The documentation say weights shouldnt be larger than 10e6! When I compared the results between hierarquical and blended approaches, sometimes I got some differences in results of variable z.

Any suggestions? Should I set some different tolerance?

Best regards,
Fabio

• Gurobi Staff

Hi Fabio,

The documentation say weights shouldnt be larger than 10e6!

This is correct. However, if the rest of your problem is well-scaled and only your objective has some very big values, Gurobi often can deal with it. Please note that this does not mean that this should be done every time. It means that for specific cases, such as this one, large objective coefficients may work without numerical issues.

When I compared the results between hierarquical and blended approaches, sometimes I got some differences in results of variable z.

This is expected. When you solve for $$x$$ first in the hierarchical approach, Gurobi adds a constraint to the model when solving for $$y$$ and $$z$$, which makes sure that the $$x$$ value does not deteriorate too much (up to some given tolerance). The same happens for $$y$$. This limits the possible values for $$z$$. In the blended approach, it might be possible that $$z$$ can be chosen a bit higher and the objective is still optimal up to some defined MIPGap. How large are the differences in $$z$$? Are they really meaningful?

Any suggestions? Should I set some different tolerance?

I don't think that tightening tolerances is the right way to deal with the issue. How much slower is the hierarchical approach for your model? Did you experiment with some parameters to try to speed up the hierarchical approach? You can find the most important parameters in our MIP documentation. You could also try Gurobi's automatic tuning tool to try to improve the performance of the hierarchical approach.

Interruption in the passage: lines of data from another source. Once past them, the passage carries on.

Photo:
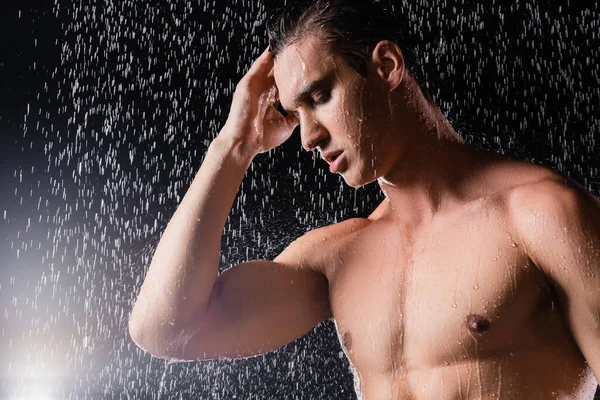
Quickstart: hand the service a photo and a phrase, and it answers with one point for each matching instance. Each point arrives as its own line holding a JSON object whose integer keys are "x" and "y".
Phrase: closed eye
{"x": 323, "y": 99}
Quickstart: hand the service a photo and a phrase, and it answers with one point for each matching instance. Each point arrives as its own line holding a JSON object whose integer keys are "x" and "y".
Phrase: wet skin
{"x": 435, "y": 295}
{"x": 451, "y": 310}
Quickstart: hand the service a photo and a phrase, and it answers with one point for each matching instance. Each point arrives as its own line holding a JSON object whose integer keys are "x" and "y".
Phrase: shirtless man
{"x": 478, "y": 277}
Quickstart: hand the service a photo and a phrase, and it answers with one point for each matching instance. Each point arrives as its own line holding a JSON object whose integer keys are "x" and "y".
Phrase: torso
{"x": 453, "y": 310}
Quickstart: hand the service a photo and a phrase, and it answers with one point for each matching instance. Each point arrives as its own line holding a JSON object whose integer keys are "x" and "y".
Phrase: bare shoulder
{"x": 555, "y": 197}
{"x": 551, "y": 207}
{"x": 316, "y": 248}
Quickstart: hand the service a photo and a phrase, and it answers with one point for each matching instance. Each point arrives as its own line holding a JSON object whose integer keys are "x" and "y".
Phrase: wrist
{"x": 235, "y": 148}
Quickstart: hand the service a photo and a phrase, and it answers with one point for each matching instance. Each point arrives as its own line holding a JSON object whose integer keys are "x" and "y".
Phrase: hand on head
{"x": 253, "y": 117}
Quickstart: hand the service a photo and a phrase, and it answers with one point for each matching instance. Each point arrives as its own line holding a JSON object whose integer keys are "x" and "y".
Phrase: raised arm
{"x": 184, "y": 268}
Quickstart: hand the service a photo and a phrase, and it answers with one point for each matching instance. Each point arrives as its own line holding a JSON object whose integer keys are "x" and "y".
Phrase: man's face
{"x": 343, "y": 112}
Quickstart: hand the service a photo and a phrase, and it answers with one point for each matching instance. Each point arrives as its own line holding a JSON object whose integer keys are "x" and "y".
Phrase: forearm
{"x": 185, "y": 264}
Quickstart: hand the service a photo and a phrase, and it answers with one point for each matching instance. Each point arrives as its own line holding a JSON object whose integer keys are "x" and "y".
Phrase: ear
{"x": 389, "y": 63}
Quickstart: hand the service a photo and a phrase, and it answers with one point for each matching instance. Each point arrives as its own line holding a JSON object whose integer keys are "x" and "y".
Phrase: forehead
{"x": 300, "y": 63}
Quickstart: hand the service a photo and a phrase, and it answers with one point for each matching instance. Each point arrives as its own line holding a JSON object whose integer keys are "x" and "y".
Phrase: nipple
{"x": 477, "y": 323}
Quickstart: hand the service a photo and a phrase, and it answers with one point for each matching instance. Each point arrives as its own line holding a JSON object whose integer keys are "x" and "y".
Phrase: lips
{"x": 337, "y": 165}
{"x": 331, "y": 156}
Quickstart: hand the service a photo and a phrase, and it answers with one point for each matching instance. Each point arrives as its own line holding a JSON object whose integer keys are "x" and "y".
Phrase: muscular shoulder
{"x": 317, "y": 247}
{"x": 553, "y": 207}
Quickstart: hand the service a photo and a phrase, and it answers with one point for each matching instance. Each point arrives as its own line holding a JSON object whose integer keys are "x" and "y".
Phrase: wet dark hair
{"x": 350, "y": 28}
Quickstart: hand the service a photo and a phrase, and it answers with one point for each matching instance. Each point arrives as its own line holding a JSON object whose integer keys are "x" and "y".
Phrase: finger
{"x": 263, "y": 63}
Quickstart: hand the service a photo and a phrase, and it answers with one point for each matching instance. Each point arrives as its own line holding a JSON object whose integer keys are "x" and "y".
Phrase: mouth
{"x": 336, "y": 164}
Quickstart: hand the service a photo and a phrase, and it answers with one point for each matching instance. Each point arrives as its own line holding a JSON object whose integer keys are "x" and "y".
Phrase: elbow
{"x": 157, "y": 347}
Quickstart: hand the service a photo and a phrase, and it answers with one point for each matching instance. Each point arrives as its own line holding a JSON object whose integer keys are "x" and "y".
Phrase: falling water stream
{"x": 108, "y": 109}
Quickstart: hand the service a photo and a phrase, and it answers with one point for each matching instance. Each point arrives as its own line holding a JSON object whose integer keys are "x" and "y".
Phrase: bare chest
{"x": 461, "y": 291}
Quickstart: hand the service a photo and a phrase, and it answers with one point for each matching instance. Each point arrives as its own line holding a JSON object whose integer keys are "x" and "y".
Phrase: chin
{"x": 357, "y": 182}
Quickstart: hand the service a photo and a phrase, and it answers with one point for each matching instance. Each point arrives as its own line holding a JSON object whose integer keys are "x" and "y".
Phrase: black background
{"x": 80, "y": 215}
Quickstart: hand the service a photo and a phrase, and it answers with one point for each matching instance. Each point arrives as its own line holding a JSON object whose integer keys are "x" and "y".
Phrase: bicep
{"x": 257, "y": 307}
{"x": 561, "y": 229}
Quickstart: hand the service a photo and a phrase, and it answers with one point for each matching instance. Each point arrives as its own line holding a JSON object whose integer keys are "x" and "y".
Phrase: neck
{"x": 431, "y": 163}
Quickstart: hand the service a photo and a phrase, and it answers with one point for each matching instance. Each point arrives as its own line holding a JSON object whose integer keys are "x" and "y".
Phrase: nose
{"x": 312, "y": 134}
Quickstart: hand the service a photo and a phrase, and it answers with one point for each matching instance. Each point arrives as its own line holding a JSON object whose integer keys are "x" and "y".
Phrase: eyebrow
{"x": 309, "y": 89}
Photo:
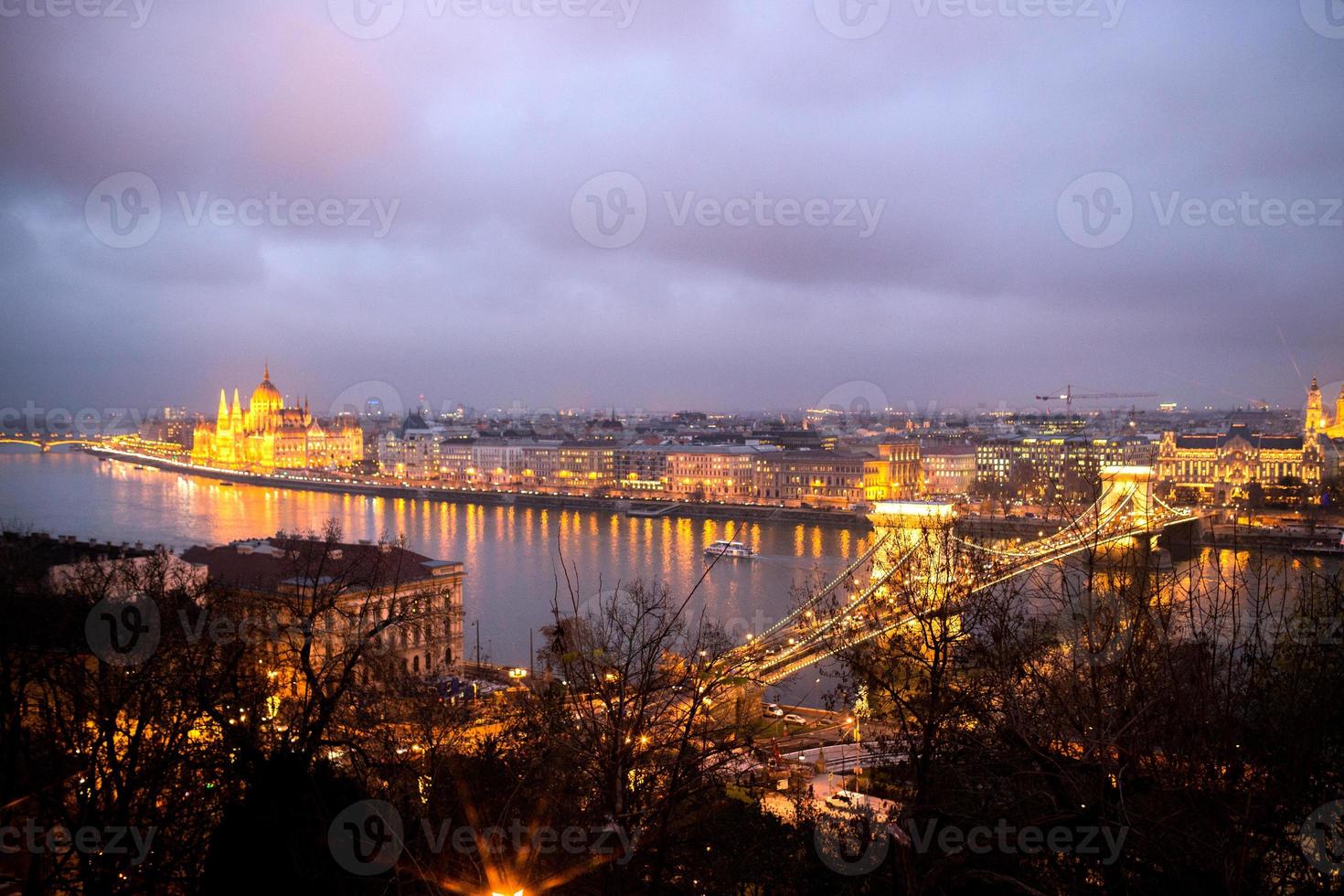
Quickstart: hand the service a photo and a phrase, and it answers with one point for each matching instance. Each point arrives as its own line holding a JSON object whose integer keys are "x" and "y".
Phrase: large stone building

Note that for multiobjective problems, there often is no "best" solution. It always depends on the decision maker (in this case that's you) to define a good balance between the different objectives. One way to deal with the blended approach is to solve the problem multiple times with different weight and analyze the solutions. You can then choose the best solution based on whatever you find to be most important for your specific application.